The human-readable descriptions actually vary in quality. The Elle Trousers page is genuinely well-written, it names occasions ("work, school, date night"), gives full material composition, includes inline measurements, and cross-references other products. It reads well for humans AND contains the kind of detail AI agents need.

But the Chloe Trousers page, the bestseller, leads with "signature stretch fabric" instead of the actual composition. Other pages are thinner still.

The core problem is two layers deep. The visible descriptions are inconsistent, some good, some thin. And underneath, the invisible structured data is uniformly bare across every product, even the well-written ones. The Elle Trousers page proves you can write for humans and include the detail AI agents need. But even that page has nothing in the machine-readable layer beyond Shopify defaults.
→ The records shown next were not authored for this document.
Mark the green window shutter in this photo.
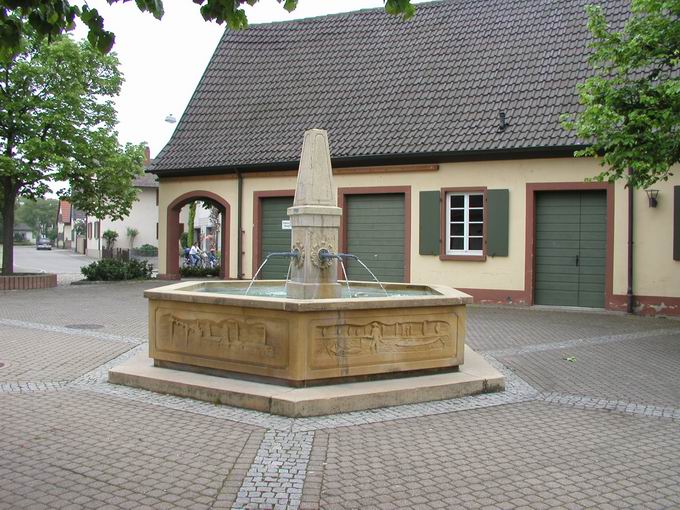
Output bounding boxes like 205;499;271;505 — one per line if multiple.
418;191;440;255
486;189;510;257
673;186;680;260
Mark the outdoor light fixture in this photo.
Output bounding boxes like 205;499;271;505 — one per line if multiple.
645;189;659;207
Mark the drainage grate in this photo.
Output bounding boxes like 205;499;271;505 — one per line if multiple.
66;324;104;329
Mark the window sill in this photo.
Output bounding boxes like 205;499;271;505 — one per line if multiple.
439;254;486;262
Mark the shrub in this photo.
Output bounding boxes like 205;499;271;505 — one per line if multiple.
135;244;158;257
80;259;153;281
179;266;220;278
102;230;118;250
127;227;139;248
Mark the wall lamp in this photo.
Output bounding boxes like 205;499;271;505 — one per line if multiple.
645;189;659;207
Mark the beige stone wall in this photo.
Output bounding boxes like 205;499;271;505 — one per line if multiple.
159;158;680;297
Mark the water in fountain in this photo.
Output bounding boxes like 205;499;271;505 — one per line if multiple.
244;251;299;296
347;254;389;296
339;259;352;297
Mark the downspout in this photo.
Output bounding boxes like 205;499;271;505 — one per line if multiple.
236;170;243;280
626;168;634;313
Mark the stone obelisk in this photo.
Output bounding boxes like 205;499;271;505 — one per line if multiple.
287;129;342;299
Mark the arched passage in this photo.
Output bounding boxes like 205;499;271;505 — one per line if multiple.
165;191;231;280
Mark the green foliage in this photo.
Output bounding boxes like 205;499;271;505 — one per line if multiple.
102;229;118;250
135;244;158;257
0;0;415;53
15;198;59;237
73;220;87;236
179;266;220;278
126;227;139;248
563;0;680;188
80;259;153;281
0;29;144;274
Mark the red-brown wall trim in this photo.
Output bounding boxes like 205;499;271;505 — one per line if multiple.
524;182;614;308
250;189;295;278
439;186;487;262
338;186;411;283
456;287;527;305
607;294;680;317
164;191;231;280
457;287;680;317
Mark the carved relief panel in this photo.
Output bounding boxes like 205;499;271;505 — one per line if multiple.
310;315;458;368
155;308;288;368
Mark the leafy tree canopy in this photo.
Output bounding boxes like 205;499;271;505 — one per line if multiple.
16;198;59;236
565;0;680;188
0;29;144;274
0;0;415;53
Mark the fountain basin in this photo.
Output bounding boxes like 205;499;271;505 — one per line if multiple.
144;280;472;387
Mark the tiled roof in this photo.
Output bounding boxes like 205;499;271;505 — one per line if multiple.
151;0;628;175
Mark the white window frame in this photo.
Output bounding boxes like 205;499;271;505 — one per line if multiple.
444;190;486;257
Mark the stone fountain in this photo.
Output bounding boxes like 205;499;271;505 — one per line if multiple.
109;129;503;416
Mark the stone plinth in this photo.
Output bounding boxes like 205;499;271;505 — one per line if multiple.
109;347;505;417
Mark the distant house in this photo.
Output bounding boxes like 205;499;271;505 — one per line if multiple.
14;223;35;241
150;0;680;315
56;200;73;249
86;152;158;257
56;200;87;253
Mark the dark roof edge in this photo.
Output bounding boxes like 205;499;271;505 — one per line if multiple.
149;145;587;178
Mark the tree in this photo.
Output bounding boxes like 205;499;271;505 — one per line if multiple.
0;30;144;274
187;202;196;246
0;0;415;53
15;198;59;237
565;0;680;188
126;227;139;249
102;230;118;250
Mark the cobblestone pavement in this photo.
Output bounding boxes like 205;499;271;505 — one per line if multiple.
0;284;680;510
What Isabella Vrana could do, in priority order

The invisible layer is where the biggest gains are, and none of it changes what customers see.
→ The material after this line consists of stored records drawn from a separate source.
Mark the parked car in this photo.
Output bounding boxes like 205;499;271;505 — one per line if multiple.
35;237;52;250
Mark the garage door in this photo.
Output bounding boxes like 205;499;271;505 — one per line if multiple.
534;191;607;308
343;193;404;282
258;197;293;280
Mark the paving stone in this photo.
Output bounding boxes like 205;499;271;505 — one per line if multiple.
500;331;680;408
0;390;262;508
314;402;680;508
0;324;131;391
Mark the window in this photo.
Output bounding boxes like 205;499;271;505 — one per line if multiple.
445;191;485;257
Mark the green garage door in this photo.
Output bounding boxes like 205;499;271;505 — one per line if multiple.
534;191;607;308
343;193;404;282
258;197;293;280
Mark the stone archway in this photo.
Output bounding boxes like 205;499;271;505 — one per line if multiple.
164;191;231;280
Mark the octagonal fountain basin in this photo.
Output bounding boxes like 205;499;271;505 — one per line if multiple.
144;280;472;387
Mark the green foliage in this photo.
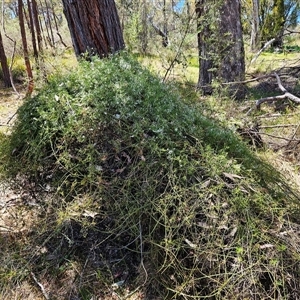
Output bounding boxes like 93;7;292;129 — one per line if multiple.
2;54;299;299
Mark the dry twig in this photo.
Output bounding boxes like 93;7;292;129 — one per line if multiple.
247;73;300;115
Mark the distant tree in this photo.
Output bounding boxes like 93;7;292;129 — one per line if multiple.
250;0;260;51
0;31;11;87
62;0;125;57
18;0;34;95
196;0;245;98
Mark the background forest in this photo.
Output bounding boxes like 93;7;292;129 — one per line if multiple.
0;0;300;300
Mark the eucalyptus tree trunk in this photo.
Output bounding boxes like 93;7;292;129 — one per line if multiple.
18;0;34;96
273;0;286;48
250;0;260;52
0;31;11;87
196;0;245;98
62;0;125;57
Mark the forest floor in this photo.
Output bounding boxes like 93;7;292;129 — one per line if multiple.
0;60;300;300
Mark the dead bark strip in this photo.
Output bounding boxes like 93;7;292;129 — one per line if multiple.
247;73;300;115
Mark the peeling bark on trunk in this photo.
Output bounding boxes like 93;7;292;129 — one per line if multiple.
0;31;11;87
18;0;34;96
62;0;125;57
196;0;245;98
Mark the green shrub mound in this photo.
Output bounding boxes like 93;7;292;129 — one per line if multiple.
4;54;300;299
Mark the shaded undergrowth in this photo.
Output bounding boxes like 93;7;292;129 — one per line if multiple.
0;55;300;299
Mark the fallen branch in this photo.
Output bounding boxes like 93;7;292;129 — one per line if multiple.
30;272;50;300
247;73;300;115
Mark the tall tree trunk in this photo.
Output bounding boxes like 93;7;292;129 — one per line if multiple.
32;0;43;52
0;31;11;87
196;0;245;98
45;0;55;47
18;0;34;96
273;0;285;48
250;0;260;52
196;0;215;94
62;0;125;57
27;0;39;60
Phase 1 Invisible fixes (1 day, changes nothing on the page):

  • Install Judge.me (free Shopify review app). It automatically adds aggregateRating schema to product pages. Send a post-purchase email to existing customers asking for reviews. This is likely why ADKN beats a brand with 100x the audience. They did this one thing.
  • Install a JSON-LD structured data app (e.g. JSON-LD for SEO). Configure it to output material, color, countryOfOrigin, and additionalProperty fields for use case, care, and fit type. All pulled from Shopify meta fields. The customer sees the same page. The AI agent sees a completely different data profile.

Phase 2 Visible fixes (1-2 days, improves the page for humans too):

  • Use the Elle Trousers page as the template for every product. Add use-case language, actual fibre percentages, care instructions, and cross-references. This isn't writing for machines: it's writing more completely in the same brand voice. The Elle page proves it works.
  • Replace "signature stretch fabric" with real material data. The composition exists. It's just not on every page.
  • Add "Ethically made in London" consistently to every product description.

Phase 3 External signals (1-2 weeks):

  • Create a Trustpilot profile. ADKN's 35 Trustpilot reviews create a third-party citation AI agents can find. Isabella Vrana has none.
  • Get listed on ethical fashion directories, British Made Clothing, Ethical Globe, Good On You. These are free listings that create the web authority AI agents use to validate brands.
  • Set up Shopify meta fields for use case, season, fabric composition, and care instructions to feed the structured data layer long-term.

A team of four could complete Phases 1 and 2 in a week without spending anything on advertising.

Close

Isabella Vrana's products, ethics, and audience are all strong. The gap is purely data, both the visible descriptions and the invisible structured layer underneath.

If you run an e-commerce brand, try this: ask ChatGPT to recommend a product in your category. See who shows up. If it's not you, now you know where to start.